6. Representations by the Executive. The Executive hereby represents
and warrants to the Company that (a) the Executive's execution and delivery of
this Agreement and his performance of his duties and obligations hereunder will
not conflict with, cause a breach or default under, or give any party a right to
damages under (or to terminate) any other agreement to which the Executive is a
party or by which he is bound, and (b) there are no restrictions, agreements or
understanding that would make unlawful the Executive's execution or delivery of
this Agreement or the performance of his obligations hereunder.
7. Confidentiality.
(a) Non-Disclosure Obligation. During the Employment Period or at
any time thereafter, irrespective of the time, manner or cause
of the termination of this Agreement, the Executive will not
directly or indirectly reveal, divulge, disclose or
communicate to any person or entity, other than authorized
officers, directors, and employees of the Company, in any
manner whatsoever, any Confidential Information (as
hereinafter defined) without the prior written consent of the
Company.
(b) Definition. As used herein, "Confidential Information" means
information disclosed to or known by the Executive as a direct
or indirect consequence of his employment hereunder about the
Company or its subsidiaries or their respective businesses,
products and practices which information is not generally
known in the business in which the Company or its
subsidiaries, as the case may be, is or may be engaged.

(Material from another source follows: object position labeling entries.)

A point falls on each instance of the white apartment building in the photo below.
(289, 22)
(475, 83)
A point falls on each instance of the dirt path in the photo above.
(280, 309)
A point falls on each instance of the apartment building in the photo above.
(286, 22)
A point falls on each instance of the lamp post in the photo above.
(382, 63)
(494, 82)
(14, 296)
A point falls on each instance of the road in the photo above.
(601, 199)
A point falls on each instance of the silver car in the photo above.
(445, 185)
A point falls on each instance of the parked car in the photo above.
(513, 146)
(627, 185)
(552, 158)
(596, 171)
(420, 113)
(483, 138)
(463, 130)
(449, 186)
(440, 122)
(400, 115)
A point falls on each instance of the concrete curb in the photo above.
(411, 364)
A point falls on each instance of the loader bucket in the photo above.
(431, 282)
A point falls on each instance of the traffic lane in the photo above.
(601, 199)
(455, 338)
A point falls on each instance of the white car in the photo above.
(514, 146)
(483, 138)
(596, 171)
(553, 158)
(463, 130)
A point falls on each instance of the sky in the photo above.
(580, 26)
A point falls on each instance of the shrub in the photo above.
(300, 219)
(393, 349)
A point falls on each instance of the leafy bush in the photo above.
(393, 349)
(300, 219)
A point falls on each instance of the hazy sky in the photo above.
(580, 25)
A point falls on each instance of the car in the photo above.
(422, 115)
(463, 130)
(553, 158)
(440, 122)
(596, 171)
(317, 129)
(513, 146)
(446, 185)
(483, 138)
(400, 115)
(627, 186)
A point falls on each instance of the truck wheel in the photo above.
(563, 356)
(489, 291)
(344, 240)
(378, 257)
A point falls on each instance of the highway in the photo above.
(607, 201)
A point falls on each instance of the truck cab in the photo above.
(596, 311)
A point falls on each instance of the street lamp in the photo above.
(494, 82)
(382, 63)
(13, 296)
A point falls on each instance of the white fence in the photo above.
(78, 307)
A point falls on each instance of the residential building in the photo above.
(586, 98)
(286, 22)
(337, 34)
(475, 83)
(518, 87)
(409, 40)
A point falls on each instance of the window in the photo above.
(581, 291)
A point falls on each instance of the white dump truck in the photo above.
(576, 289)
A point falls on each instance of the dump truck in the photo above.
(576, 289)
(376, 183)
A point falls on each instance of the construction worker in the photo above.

However, Confidential Information shall not include under any
circumstances any information with respect to the foregoing
matters which is (i) available to the public from a source
other than the Executive or persons who are not under similar
obligations of confidentiality to the Company and who are not
parties to this Agreement, (ii) required to be disclosed by
any court process or any government or agency or department of
any government, or (iii) the subject of a written waiver
executed by the Company for the benefit of the executive.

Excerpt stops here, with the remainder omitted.